An orange notebook with the words 'Writers' Resources - A List Of Useful Things' written on the front cover.

It doesn’t, or shouldn’t, hurt writers to be generous to other writers.

Even when Jessica Fletcher welcomes Eudora into her home in the two-part Murder She Wrote episode “Mirror, Mirror, On The Wall”, and she gets her new manuscript stolen and someone tries to kill her with poisoned apples, it still all comes good in the end.

So this section will be a hub for things I’ve found useful along my own writing journey which I hope you might find useful, too — books, articles, newsletters, podcasts, out-of-context quotes, anything. I’ll add a few favourites to get started, and I’ll update it whenever I come across useful things in future.

  • Austin Kleon’s Blog and Newsletter
    Where would any of us be without the Ohio-born, Texas-based “writer who draws”, the author of the Steal Like An Artist trilogy (consisting of Steal Like An ArtistShow Your Work! and Keep Going) and the emperor of having had a thought or signposting you to someone else’s thought on pretty much every creative conundrum you might ever come up against? He makes mixtapes and rescues vinyl records from people’s rubbish — he has separate work stations for analogue and digital projects — he has owls who occasionally use his nest boxes — and he’s the man who planted the idea in my head of watching Raiders of the Lost Ark in black and white. I hope one day to meet him and give him a great big hug of gratitude.

  • First You Write A Sentence by Joe Moran
    A book that inspires you with the joy Joe Moran feels and finds in word choices and sentence structures, and the magic that happens when a writer gets it right. In the act of celebrating the thrills of grammar and shining light on examples of delicious writing across history, he coaxes us along our own journey to becoming ever better writers, never through scolding or rapping our knuckles, but always through showing by his own quiet example how to make every sentence count.

  • Being A Writer by Travis Elborough and Helen Gordon
    One of those books you oughtn’t like but absolutely do, a compilation of what other writers have had to say over the years on the practicalities of writing, from motivation and generation through to rules that are made and then broken, via writer’s block, tricky endings and dealing with failure. Whenever you come across a favourite writer who ISN’T quoted in here, it’s a great spur to doing some research to find out what they had to say on the matter.

  • The Seven Basic Plots by Christopher Booker
    If anyone has read this from cover to cover, I take my hat off to them. I never have and doubt I ever will. It’s a book for grazing at rather than devouring, something to dip into when you’re panicking that you’ll never find a satisfying shape for your latest idea, or when you need a steadying hand to guide you through some archetypal reference points as you figure out what direction you’re heading in. (To spare your curiosity — the seven basic plots are Comedy; Tragedy; Rebirth; Overcoming The Monster; Rags To Riches; The Quest; and my personal favourite, Voyage and Return.)

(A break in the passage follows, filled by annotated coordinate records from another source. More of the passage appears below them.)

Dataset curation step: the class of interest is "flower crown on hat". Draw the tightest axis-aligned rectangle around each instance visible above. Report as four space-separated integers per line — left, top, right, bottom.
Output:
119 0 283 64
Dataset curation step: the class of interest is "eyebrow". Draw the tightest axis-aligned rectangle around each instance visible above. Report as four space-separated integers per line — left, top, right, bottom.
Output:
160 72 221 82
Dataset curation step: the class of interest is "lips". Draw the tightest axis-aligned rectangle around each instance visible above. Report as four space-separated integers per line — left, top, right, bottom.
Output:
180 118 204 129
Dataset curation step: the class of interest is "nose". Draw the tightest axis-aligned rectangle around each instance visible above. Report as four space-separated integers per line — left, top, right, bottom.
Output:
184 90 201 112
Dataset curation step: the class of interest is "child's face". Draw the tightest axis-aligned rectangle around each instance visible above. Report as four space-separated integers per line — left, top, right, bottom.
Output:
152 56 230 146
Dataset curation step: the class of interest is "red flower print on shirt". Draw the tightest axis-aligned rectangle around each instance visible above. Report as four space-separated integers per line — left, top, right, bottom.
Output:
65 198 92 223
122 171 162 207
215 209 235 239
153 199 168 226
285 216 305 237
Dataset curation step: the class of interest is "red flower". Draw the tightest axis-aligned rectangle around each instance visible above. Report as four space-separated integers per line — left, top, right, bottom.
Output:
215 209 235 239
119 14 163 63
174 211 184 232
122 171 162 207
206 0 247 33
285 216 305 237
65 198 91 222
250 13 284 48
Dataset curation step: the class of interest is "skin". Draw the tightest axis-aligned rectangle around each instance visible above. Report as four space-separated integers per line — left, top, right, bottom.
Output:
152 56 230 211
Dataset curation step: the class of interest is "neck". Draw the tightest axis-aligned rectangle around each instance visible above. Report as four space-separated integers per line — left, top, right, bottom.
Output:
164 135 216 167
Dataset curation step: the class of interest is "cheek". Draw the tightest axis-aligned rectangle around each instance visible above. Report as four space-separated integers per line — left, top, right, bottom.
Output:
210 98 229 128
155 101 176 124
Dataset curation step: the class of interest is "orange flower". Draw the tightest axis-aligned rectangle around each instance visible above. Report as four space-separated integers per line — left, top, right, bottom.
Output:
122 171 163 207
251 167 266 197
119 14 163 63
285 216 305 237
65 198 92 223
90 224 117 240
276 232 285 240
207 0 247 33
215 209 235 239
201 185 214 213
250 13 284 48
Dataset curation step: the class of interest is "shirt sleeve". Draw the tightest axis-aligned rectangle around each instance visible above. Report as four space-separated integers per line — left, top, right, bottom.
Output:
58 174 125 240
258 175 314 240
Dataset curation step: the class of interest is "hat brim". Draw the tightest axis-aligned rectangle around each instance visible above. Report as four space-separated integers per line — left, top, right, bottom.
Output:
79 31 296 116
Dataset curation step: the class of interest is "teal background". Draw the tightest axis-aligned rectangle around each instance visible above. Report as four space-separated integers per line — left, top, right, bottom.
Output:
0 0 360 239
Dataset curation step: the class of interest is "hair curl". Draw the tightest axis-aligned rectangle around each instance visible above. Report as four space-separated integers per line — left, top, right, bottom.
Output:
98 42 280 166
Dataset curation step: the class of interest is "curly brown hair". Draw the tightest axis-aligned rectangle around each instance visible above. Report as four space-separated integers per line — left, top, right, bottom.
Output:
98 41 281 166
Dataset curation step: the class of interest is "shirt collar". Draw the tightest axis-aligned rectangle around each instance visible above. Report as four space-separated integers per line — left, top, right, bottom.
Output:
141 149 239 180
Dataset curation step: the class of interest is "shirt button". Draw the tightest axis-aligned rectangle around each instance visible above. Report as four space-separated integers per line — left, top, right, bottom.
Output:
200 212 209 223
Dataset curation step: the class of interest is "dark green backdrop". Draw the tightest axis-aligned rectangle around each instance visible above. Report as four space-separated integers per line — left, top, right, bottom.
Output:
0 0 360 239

  • Pep Talks For Writers by Grant Faulkner
    In lazy or uncommitted hands, this could easily be one of those books that you read as a distraction from getting stuck into doing some actual writing. It ends with the words “You Are A Creator. Create. (But you knew that already, didn’t you?)” but primarily this is a philosophical tract on finding your literary mojo rather than something that will have you throwing the book down in the white heat of passion to start writing. It’s none the worse for that.

  • 99 Plays — Key Plays since The Oresteia by Nicholas Wright
    Sadly, tragically, out of print for many years, but the odd precious copy pops up on Ebay from time to time. If you ever see a copy of this somewhere, BUY IT IMMEDIATELY.

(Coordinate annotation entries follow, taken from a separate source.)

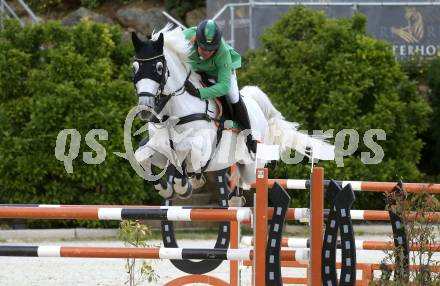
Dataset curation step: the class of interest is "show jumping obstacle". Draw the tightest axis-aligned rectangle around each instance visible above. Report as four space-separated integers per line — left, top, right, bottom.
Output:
0 168 440 286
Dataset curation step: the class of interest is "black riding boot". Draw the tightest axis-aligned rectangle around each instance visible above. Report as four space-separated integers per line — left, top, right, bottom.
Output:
232 96 257 154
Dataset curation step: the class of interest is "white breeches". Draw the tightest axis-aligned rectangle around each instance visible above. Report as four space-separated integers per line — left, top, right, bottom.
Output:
227 70 240 104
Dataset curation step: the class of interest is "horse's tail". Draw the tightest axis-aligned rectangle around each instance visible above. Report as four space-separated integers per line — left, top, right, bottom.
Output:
241 86 335 160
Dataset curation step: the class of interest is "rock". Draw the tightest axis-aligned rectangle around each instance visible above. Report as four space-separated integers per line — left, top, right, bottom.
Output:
116 7 168 35
62 7 113 26
185 7 207 27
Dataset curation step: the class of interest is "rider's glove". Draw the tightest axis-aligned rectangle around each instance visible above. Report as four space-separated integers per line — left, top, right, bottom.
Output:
185 80 200 98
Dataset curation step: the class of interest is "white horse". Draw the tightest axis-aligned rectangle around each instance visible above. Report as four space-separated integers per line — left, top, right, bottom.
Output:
132 25 334 198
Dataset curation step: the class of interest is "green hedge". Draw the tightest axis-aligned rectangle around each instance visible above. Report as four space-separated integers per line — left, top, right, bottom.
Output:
0 21 157 226
239 7 431 209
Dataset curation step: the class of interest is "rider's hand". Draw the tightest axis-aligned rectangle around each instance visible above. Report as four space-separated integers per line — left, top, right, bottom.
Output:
185 80 200 98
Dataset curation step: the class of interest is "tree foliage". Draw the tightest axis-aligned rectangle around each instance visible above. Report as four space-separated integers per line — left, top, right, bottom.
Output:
239 7 431 208
0 21 155 226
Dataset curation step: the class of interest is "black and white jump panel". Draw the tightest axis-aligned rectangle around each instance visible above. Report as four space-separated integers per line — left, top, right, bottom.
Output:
161 170 230 274
266 183 291 286
322 181 356 286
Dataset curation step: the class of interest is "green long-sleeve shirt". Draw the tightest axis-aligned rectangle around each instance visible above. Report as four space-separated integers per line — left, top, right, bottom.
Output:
183 27 241 99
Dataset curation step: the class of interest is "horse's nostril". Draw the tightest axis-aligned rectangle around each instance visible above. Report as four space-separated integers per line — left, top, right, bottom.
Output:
138 91 154 97
139 110 152 121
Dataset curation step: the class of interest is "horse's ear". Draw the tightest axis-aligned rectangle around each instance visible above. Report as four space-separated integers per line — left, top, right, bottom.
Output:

    A wise and wonderful book by a man who really, really knew plays and really, really, really loved them. Reading this is enough to make even the most hard-bitten writer or theatre-maker fall in love with theatre again. And as it was written in 1992, it begs the question of which works from the last thirty-odd years belong in there now, and which of the old 99 you’d have to sacrifice to make room for them…*

    (* — I’d get rid of Samuel Beckett’s Waiting For Godot in less time that it will take you to finish reading this sentence.)